Drive Your Plow Over the Bones of the Dead
by Olga Tokarczuk
Calling Drive Your Plow a murder mystery is a bit like calling Beloved a ghost story. There is a series of unsolved murders (which—spoiler!—are solved), but the real story is in the storyteller: Janina Duszejko, a reclusive, strong-opinioned, sixtyish woman living in a village in southwest Poland, who loves animals and William Blake and is certain of the truths of astrology. Like the narrator of Milkman, she prefers nicknames to given ones (including her own); like Ottessa Moshfegh's narrators, she sometimes courts the repulsion of her neighbors. Like both, she has a voice like no other, and Tokarczuk's novel is a scathing portrait of a place and an illuminating one of the inner life of a fiercely idiosyncratic woman.
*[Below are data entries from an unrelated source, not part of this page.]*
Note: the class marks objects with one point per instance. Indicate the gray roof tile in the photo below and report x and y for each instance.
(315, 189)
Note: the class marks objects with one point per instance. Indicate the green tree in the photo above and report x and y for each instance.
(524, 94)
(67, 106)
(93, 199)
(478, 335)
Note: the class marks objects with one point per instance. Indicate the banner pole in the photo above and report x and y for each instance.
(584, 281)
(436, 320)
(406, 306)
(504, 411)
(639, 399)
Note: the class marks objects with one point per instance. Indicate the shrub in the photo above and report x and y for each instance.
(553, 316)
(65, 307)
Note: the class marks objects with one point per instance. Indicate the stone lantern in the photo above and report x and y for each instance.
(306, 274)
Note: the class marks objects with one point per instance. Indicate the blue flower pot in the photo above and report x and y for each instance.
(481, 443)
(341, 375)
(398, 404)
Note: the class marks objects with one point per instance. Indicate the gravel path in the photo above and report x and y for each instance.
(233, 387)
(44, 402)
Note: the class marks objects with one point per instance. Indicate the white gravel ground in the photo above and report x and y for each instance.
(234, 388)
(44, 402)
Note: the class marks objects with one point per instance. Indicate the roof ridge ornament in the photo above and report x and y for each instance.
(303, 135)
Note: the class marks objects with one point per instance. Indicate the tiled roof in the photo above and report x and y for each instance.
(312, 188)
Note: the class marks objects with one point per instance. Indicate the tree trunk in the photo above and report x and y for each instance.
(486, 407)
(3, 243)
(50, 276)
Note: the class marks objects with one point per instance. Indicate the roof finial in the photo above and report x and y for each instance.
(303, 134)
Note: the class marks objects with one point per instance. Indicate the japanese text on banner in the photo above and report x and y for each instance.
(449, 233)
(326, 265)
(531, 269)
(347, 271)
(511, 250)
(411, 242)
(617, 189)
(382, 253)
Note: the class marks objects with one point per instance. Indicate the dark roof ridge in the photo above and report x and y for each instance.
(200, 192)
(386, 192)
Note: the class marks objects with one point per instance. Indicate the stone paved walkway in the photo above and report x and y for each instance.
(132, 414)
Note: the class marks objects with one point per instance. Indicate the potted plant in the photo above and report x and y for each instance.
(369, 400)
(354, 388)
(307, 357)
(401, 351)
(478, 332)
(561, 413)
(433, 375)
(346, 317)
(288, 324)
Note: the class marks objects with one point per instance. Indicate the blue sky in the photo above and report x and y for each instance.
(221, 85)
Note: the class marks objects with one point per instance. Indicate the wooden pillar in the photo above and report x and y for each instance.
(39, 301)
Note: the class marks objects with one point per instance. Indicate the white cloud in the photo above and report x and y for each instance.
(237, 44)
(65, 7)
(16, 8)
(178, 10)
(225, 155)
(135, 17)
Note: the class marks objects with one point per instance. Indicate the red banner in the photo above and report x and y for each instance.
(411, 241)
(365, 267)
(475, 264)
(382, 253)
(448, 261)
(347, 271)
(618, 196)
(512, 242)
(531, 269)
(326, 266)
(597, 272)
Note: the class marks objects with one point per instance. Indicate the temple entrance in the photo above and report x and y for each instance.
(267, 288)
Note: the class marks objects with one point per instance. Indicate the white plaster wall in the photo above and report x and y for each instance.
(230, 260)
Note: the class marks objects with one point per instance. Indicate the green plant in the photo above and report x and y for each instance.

One of the best books I've read this year.
The Uninhabitable Earth: Life After Warming
by David Wallace-Wells
Last month I read the U.S. Climate Report, but only when I read this book did our predicament come devastatingly to life. Why? The facts are, mostly, the same; Wallace-Wells has only gathered existing reports into what, at times, reads like a Harper's Index of doom. Is it because it's written in a literary way, packaged in a handsome, literary volume, as befits a writer who used to work at the Paris Review? Is it because he vividly describes the climate changes that are already snowballing (or, rather, fireballing) and that are just a few decades from making our planet unrecognizable and, for many, unlivable? Is it because, despite calling himself an "optimist," he offers little hope, even though the knowledge of our situation and the technical (if not political) solutions are both at hand? Whatever the reason, there is no book I've read in years that is going to live under my skin every day the way this one does. Its dire portrait of the coming decades—"It is much, much worse than you think" is the opening sentence—may lead you to action, or to fatalism, but I can't imagine leaving this book unchanged.